The ins and outs of auditing
The information system audit is growing in importance as organisations seek to assess the effectiveness of their IT systems
Auditing forms a vital part of good corporate governance, whether financial audit or otherwise, in helping an organisation to assure that its processes are designed and operating in line with policies and regulations, thus achieving its objectives.
For IT departments, the information system audit is growing in importance as a mean to assess the effectiveness of IT systems along with the relevant procedures in place for achieving and monitoring compliance against policies and regulations. Information system audits assess as well whether the executed controls’ design is sufficient to mitigate an intended risk or objective.
Information security body ISACA defines the term “auditing” as a systematic process by which a qualified, competent independent team or person objectively obtains and evaluates evidences regarding assertions about a process for the purpose of forming an opinion about and reporting the degree to which assertion is implemented.
The definition of an information system audit
According to ISACA’s definition, the information system audit, or IS audit, plays a key role in evaluating the controls surrounding the information systems and related resources, through collecting and evaluating evidences to determine the adequacy or lack of controls in safeguarding assets, maintaining data and system integrity and availability, providing relevant and reliable information, achieving organisational goals effectively, consuming resources efficiently and effectively, and to provide reasonable assurance that business, operational and control objectives will be met and that undesired events will be prevented or detected and corrected in a timely manner. Following this definition, IS controls can be translated from policies, procedures and practices, which are established by management to provide reasonable assurance that the objectives will be achieved.
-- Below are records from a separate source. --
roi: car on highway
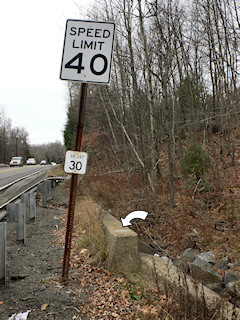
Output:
[9,157,23,167]
[26,158,36,165]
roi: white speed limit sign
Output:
[60,19,115,84]
[64,150,88,174]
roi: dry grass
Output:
[75,196,105,264]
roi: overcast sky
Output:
[0,0,93,144]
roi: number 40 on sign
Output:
[64,151,88,174]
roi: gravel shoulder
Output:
[0,185,88,320]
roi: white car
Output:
[27,158,36,165]
[9,157,23,167]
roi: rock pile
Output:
[173,248,240,307]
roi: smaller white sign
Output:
[64,151,88,174]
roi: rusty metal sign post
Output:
[62,83,87,284]
[60,19,115,284]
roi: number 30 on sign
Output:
[64,151,88,174]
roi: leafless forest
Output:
[64,0,240,210]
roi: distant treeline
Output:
[0,107,65,163]
[64,0,240,206]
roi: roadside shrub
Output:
[76,197,106,264]
[180,142,210,181]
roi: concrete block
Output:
[102,213,140,273]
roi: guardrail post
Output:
[47,180,52,200]
[6,203,17,222]
[16,202,26,243]
[42,180,51,208]
[21,192,29,220]
[0,222,7,283]
[38,182,43,193]
[29,192,36,221]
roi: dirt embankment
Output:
[0,182,87,320]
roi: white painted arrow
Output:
[121,211,148,227]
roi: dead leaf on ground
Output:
[41,303,48,311]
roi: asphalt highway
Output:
[0,165,51,189]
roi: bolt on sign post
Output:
[60,19,115,284]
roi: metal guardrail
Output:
[0,176,64,284]
[0,169,45,191]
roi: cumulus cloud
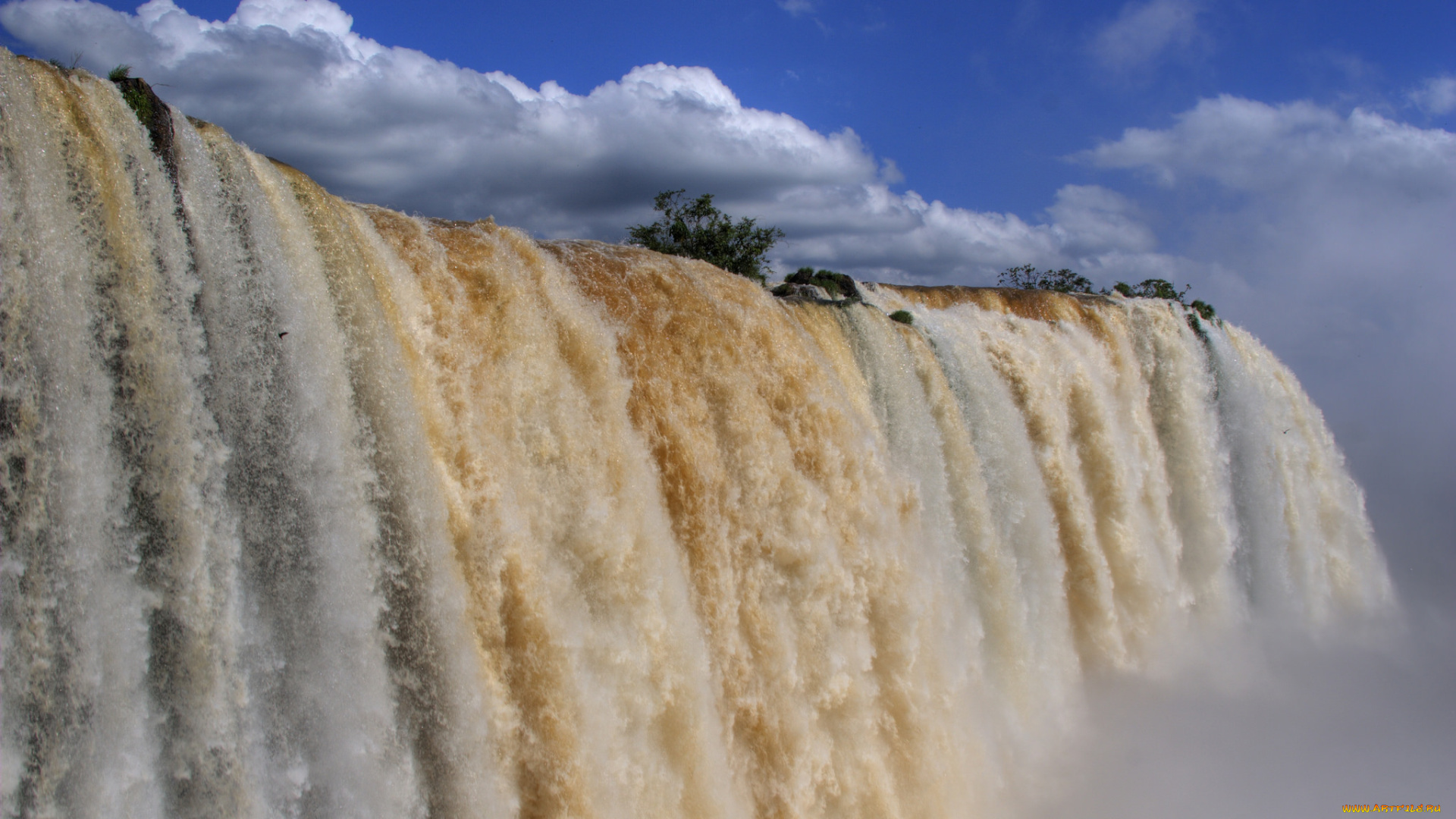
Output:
[1090,0,1200,71]
[1083,96,1456,592]
[777,0,814,17]
[0,0,1182,281]
[1408,74,1456,117]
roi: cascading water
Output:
[0,54,1393,817]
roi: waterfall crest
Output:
[0,52,1393,817]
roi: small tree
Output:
[628,188,783,284]
[1112,278,1192,305]
[996,264,1094,293]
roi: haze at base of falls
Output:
[0,54,1393,817]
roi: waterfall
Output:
[0,52,1395,819]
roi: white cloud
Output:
[1090,0,1200,71]
[1408,74,1456,117]
[0,0,1160,281]
[1077,96,1456,585]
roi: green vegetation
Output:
[628,188,783,284]
[121,84,155,127]
[774,267,861,302]
[996,264,1217,335]
[996,264,1094,293]
[1112,278,1192,305]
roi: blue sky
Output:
[0,0,1456,602]
[0,0,1456,816]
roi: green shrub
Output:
[996,264,1094,293]
[783,267,861,302]
[628,188,783,284]
[1112,278,1192,305]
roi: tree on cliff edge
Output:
[628,188,783,284]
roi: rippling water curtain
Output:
[0,54,1393,817]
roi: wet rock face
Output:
[112,77,177,184]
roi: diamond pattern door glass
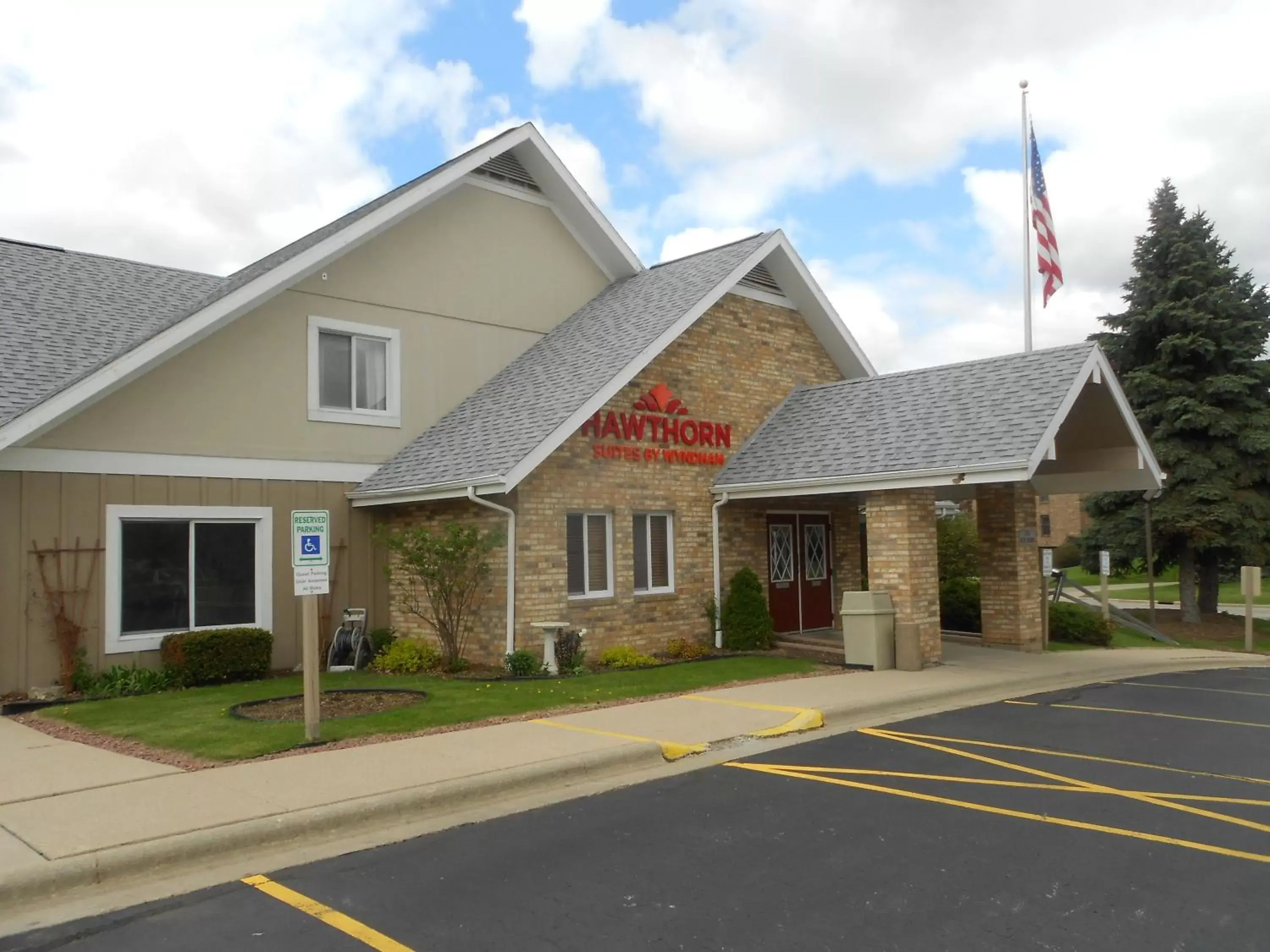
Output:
[768,524,794,581]
[803,523,828,581]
Information system control areas
Controls related to IS audit can be broadly considered in four main areas. Each of these areas should be evaluated in order for the organisation to be confident that the IT environment, under audit, is operating in a secured manner. However, each audit assignment may vary in the depth of inspection for each. Those areas are as follows:
IT governance: The objective of this control is to gain an overall impression on the controls surrounding the information systems within the environment in order to provide assurance of leadership, organisational structure and processes existence. A set of areas should be taken into account while auditing this control such as information security framework and structure, IT strategy, organisational structure, policies and procedures; including information security policies, IT contracting strategies, IT control monitoring, risk management plans and business continuity plans.
Change management: The objective of this control is to provide an appropriate degree of assurance over the changes implemented on the information systems. Change management processes and policies, project management practices, acquisition policies, help desk support, incident handling, system development practices, release management and problem management should be addressed to ensure that the control is effective. It should be noted that this control is not limited to software changes alone where it addresses hardware changes as well.
Access security: The objective of this control is to verify the key components which affect the confidentiality, integrity and availability of information systems. Areas such as design and monitoring of data classification, segregation of duties, security awareness programs, and user access management — including user registration and de-registration, user access provisioning, management of access rights, management of secret authentication information of users, review of user access rights, logging and monitoring, removal or adjustment of access rights and data center access — should be addressed to provide a sufficient degree of assurance on this control.